Coder Social home page Coder Social logo

dsc-curse-of-dimensionality-lab-dc-ds-060319's Introduction

The Curse of Dimensionality - Lab

Introduction

In this lab, you'll conduct some mathematical simulations to further investigate consequences of the curse of dimensionality.

Objectives

You will be able to:

  • Define a Euclidean Distance Function for n-dimensional space
  • Plot a graph displaying how sparsity increases with n for n-dimensional spaces
  • Demonstrate how training time increases exponentially as the number of features increases for supervised learning algorithms

Sparseness in n-Dimensional Space

As discussed, points in n-dimensional space become increasingly sparse as the number of dimensions increases. To demonstrate this, you'll write a function to calculate the euclidean distance between two points. From there, you'll then generate random points in n-dimensional space, calculate their average distance from the origin, and plot the relationship between this average distance and n.

Euclidean Distance

To start, write a function which takes two points, p1 and p2, and returns the Euclidean distance between them. Recall that the Euclidean distance between two points is given by:

$$ d(a,b) = \sqrt{(a_1 - b_1)^2 + (a_2 - b_2)^2 + ... + (a_n - b_n)^2} $$

import numpy as np
def euclidean_distance(p1, p2):
    #Your code here

Average Distance From the Origin

To examine the curse of dimensionality, you'll investigate the average distance to the center of n-dimensional space. As you'll see, this average distance increases as the number of dimensions increases. To investigate this, generate 100 random points for various n-dimensional spaces. Investigate n-dimensional spaces from n=1 to n=1000. In each of these, construct the 100 random points using a random number between -10 and 10 for each dimension of the point. From there, calculate the average distance from each of these points to the origin. Finally, plot this relationship on a graph; the x-axis will be the n, the number of dimensions, and the y-axis will be the average distance from the origin.

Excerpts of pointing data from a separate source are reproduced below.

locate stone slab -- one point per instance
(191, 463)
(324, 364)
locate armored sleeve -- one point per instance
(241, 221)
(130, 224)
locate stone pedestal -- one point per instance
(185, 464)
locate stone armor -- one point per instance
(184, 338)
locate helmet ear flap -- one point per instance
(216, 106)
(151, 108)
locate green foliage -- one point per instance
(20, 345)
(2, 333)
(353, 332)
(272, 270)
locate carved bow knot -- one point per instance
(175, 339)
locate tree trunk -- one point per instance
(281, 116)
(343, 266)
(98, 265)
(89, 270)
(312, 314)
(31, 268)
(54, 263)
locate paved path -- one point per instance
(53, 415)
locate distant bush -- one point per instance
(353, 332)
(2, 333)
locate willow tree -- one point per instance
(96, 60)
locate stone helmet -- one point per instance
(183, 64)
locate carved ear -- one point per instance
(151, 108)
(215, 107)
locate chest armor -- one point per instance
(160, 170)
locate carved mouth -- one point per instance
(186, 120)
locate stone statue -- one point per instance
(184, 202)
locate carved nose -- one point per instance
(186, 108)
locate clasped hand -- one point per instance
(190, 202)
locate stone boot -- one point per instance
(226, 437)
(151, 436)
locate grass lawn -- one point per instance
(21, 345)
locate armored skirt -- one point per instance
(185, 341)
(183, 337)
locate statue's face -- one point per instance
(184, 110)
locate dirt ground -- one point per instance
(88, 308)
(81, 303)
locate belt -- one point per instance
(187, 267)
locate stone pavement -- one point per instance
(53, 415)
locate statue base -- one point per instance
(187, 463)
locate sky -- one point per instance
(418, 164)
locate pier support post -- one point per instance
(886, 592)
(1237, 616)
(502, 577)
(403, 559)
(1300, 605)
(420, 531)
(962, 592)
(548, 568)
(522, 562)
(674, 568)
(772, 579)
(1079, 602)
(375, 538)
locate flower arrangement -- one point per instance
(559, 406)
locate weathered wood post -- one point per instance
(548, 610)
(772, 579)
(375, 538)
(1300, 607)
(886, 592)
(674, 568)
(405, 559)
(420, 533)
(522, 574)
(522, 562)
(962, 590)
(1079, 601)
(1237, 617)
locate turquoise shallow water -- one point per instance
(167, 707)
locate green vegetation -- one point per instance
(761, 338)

import matplotlib.pyplot as plt
import seaborn as sns
%matplotlib inline
sns.set_style('darkgrid')
#Your code here

Convergence Time

As you've heard, another issue with increasing feature space is the training time required to fit a machine learning model. While more data will generally lead to better predictive results, it will also substantially increase training time. To demonstrate this, generate lists of random numbers as you did above. Then, use this list of random numbers as a feature in a mock dataset; choose an arbitrary coefficient and multiply the feature vector by this coefficient. Then sum these feature-coefficient products to get an output y. To spice things up (and not have a completely deterministic relationship), add a normally distributed white noise parameter to your output values. Fit an ordinary least squares model to your generated mock data. Repeat this for a varying number of features, and record the time required to fit the model. (Be sure to only record the time to train the model, not the time to generate the data.) Finally, plot the number of features, n, versus the training time for the subsequent model.

import pandas as pd
import datetime
from sklearn.linear_model import LinearRegression, Lasso
#Your code here

Repeat the Same Experiment for a Lasso Penalized Regression Model

#Your code here

Optional: Show Just How Slow it Can Go!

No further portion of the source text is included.